As a next step, let’s try to improve the accuracy of our model through a posterior processing of text. This approach is called a Recurrent Model.

In our previous approach, the order and structure of the words in the question were discarded — it was just a “bag” of words or we can say that the words in our question were “independent” of each other. In a Recurrent Model, this sequence (order) of words is preserved. Another way to think about RNNs is that they have a “memory” which captures information about what has been calculated so far. This nature of preserving long sequences is what makes RNNs perfect for NLP related tasks.

We choose to go ahead with LSTMs to avoid a fundamental limitations of vanilla RNNs – Vanishing Gradient Problem. If you do however, wish to know more about RNNs (limitations, strengths & types), you can refer to this great article by Andrej Karpathy.

The neural network has 3 stacked 512-unit LSTM layers to process questions which is then merged with the image model.

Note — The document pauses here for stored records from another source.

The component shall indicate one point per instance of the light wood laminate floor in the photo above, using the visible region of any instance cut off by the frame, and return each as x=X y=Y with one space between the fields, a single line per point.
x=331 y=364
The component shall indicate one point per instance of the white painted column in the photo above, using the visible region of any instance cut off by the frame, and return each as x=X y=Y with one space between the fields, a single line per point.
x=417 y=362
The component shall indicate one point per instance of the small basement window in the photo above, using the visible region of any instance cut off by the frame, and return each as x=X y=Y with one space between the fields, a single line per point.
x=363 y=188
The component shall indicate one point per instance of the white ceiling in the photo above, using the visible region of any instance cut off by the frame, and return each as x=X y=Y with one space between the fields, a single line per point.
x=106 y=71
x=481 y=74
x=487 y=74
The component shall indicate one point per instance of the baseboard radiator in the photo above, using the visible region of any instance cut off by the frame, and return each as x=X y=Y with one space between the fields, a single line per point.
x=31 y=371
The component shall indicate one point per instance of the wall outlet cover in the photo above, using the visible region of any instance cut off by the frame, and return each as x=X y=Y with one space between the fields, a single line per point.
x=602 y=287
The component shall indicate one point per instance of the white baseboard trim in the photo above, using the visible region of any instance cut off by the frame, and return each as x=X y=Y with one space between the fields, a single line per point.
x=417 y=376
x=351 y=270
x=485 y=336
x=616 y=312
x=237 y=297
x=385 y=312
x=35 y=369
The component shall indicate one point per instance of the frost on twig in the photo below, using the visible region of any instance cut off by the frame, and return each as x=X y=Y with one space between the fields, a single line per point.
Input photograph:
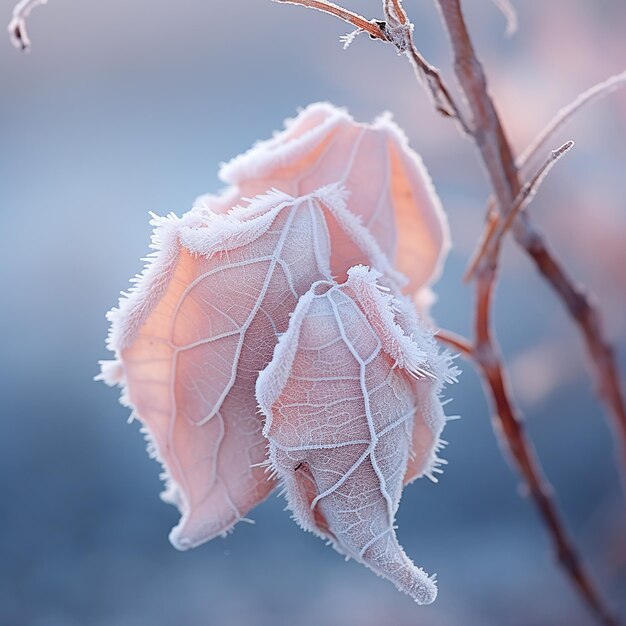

One fully-connected regular layer takes the merged model output and brings it back to the size of the vocabulary (as depicted in the figure above).

The LSTM network in Keras expects the input (Tensor X) to be provided with a specific array structure in the form of: [samples, time steps, features]. Currently our data is of the form [samples, features]. So we define two different models – an image model to process image feature vector (len: 4096) & a language model to process the sequences of the question text (len: 300, timestep:30 – max length of question available with us).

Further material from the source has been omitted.